The tapes were released Friday to news outlets.
They shed dramatic light on the situation June 16 when Nicholas Moeder, 27, tripped over a downed power line and became entangled in the live wire.
The 3:22 a.m. call to 911 was made by a cab driver who apparently happened upon the scene. He passed the phone to a friend of Moeder.
“Rosedale Park, now, now, Rosedale Park!” the friend yells to the dispatcher. “He got electrocuted, he got electrocuted by a downed (unintelligible) wire... Come here immediately right now!
“I cannot get him out of there without getting electrocuted myself, come here RIGHT NOW!” the friend continues, screaming. “He’s being electrocuted to death, to death!”
The cab driver comes back on the phone and tries to explain their location.

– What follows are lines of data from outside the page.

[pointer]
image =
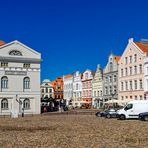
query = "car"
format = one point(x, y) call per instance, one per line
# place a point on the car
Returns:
point(106, 112)
point(133, 109)
point(112, 114)
point(143, 116)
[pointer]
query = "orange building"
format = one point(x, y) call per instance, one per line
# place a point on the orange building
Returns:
point(58, 88)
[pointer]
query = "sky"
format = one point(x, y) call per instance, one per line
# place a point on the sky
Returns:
point(73, 35)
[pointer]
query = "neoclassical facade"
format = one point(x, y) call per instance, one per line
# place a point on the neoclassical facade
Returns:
point(47, 89)
point(97, 88)
point(68, 88)
point(110, 83)
point(77, 89)
point(131, 71)
point(20, 79)
point(87, 78)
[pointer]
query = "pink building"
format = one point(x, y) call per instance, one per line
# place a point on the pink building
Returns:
point(87, 85)
point(131, 71)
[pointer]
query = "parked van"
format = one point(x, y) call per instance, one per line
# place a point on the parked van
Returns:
point(133, 109)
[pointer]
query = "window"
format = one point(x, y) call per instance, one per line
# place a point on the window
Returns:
point(135, 97)
point(130, 59)
point(86, 76)
point(4, 64)
point(4, 82)
point(140, 68)
point(101, 93)
point(141, 84)
point(135, 84)
point(26, 83)
point(126, 85)
point(122, 86)
point(106, 90)
point(115, 78)
point(26, 65)
point(115, 89)
point(126, 72)
point(121, 72)
point(15, 52)
point(111, 66)
point(131, 85)
point(26, 104)
point(129, 106)
point(135, 57)
point(135, 69)
point(106, 79)
point(125, 60)
point(77, 86)
point(46, 89)
point(4, 104)
point(140, 97)
point(130, 70)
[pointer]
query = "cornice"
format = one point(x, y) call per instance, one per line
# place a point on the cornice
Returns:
point(20, 60)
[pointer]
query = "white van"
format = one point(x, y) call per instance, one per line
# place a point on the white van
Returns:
point(133, 109)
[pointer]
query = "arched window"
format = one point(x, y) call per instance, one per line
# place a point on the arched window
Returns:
point(26, 104)
point(15, 52)
point(4, 82)
point(26, 83)
point(4, 104)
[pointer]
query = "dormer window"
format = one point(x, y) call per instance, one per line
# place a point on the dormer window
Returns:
point(15, 53)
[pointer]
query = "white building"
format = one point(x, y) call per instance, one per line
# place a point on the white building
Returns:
point(47, 89)
point(20, 79)
point(77, 89)
point(68, 88)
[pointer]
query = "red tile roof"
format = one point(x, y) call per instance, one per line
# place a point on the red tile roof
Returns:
point(68, 76)
point(143, 47)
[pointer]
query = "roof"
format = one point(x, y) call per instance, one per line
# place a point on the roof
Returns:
point(143, 47)
point(68, 76)
point(46, 81)
point(2, 43)
point(117, 58)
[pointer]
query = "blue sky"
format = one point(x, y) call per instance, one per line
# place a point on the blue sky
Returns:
point(73, 34)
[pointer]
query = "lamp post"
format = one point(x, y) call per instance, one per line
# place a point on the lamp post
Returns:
point(113, 94)
point(20, 105)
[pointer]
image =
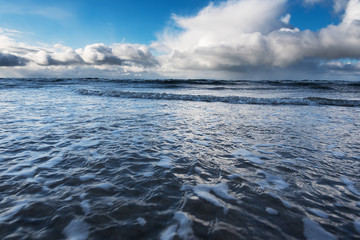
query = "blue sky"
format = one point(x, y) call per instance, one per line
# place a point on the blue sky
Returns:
point(179, 38)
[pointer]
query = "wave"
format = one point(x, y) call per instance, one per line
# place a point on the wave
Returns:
point(310, 101)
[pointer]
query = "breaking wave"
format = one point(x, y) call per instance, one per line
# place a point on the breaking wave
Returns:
point(311, 101)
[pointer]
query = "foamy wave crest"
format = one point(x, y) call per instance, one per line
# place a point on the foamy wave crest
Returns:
point(227, 99)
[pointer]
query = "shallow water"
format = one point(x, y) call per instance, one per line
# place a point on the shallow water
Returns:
point(83, 165)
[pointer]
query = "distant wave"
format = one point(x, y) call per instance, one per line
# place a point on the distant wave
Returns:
point(227, 99)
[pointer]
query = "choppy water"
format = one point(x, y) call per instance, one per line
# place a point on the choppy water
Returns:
point(177, 159)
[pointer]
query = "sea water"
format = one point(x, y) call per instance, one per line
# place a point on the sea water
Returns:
point(179, 159)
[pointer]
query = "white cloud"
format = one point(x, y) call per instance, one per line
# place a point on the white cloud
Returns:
point(286, 19)
point(234, 39)
point(250, 34)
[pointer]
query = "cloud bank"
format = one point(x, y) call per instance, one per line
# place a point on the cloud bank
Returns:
point(234, 39)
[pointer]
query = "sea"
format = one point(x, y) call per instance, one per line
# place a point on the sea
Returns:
point(179, 159)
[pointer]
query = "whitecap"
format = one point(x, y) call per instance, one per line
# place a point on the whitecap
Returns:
point(182, 228)
point(209, 193)
point(77, 230)
point(318, 213)
point(165, 162)
point(350, 185)
point(248, 156)
point(314, 231)
point(272, 181)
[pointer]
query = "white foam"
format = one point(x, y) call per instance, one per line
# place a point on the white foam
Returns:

“I understand the location,” the dispatcher says. “What’s happening there? Somebody’s being electrocuted?”
Another conversation is with a BPU employee who is asking the 911 dispatcher for more information.
“We’re on our way there. We’re just kind of curious to get some details, ’cause I’m sure there’ll be a little bit of backlash for that,” the utility employee says.
“Someone from the parks and rec has been calling all night and we’re telling them we’re trying to get there as quick as we can, just shorthanded, and we were just wondering if it was a possible prank call to get us out there quicker,” the utility employee continues.
The dispatcher tells the utility employee that it was not a prank call and that officers on the scene have confirmed the electrocution.
“OK, and he’s still alive right?” the BPU employee asks.
“I’m not sure,” the dispatcher replies.
Moeder and his friend had been playing disc golf in the dark park near West 42nd Avenue and Mission Road. Storms had swept through the area the afternoon before and knocked the power line down. It remained down for more than 11 hours before Moeder walked into it.
The BPU has called the incident a tragedy. The agency this week said it had received hundreds of service calls the evening of the storm and had crews working around the clock to repair downed lines.
BPU spokesman David Mehlhaff said Friday he could not comment on the 911 tape or add to what the utility has already said because it has become a legal matter.